Lonesome While Kissing

By Jim Daniels

Featured Image: Clouds by H. Lyman Saÿen 1910-12

She would be dead in twenty years.
        I never felt as lonely
as kissing her in between auto shop
        and the field house, imagining
wind wouldn’t find us
        but it did.
We pulled apart and said nothing.
        She leaned her fine brown hair
against my neck, then disappeared.
        I walked under the swing-set bars
and raised my hands as if to grab the lost chains.
        I stood waiting for someone to push me.

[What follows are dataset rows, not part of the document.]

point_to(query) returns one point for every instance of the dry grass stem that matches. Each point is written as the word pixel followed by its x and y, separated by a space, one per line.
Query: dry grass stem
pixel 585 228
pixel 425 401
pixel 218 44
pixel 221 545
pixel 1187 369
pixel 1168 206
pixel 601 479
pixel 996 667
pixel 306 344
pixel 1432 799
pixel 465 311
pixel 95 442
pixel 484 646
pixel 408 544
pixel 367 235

Faint music from the dance. Stoplight at the corner
        switched over to blinking red
for the night. If the swings were up
        I would’ve pumped high.
I would’ve jumped. Her name
        was Rita, walking home
alone. No other planets in the solar system.
        Inside the dance, couples were warm
and their gum was juicy. For us, love
        was at least a couple of school districts away
on streets we did not know the names of.
        I’ve never been that cold.
Hard to swallow when it was myself stuck
        in my throat. Rita Conner.


Jim Daniels is the author of many books of poems, including, most recently, Rowing Inland and Street Calligraphy. His sixth book of fiction, The Perp Walk, was published by Michigan State University Press in 2019, along with the anthology he edited with M.L. Liebler, RESPECT: The Poetry of Detroit Music. A native of Detroit, he currently lives in Pittsburgh. Some of his published work in the past few years include The Perp Walk, fiction, Michigan State University Press, 2019 and RESPECT: The Poetry of Detroit Music, 2020, both published by Michigan State University Press.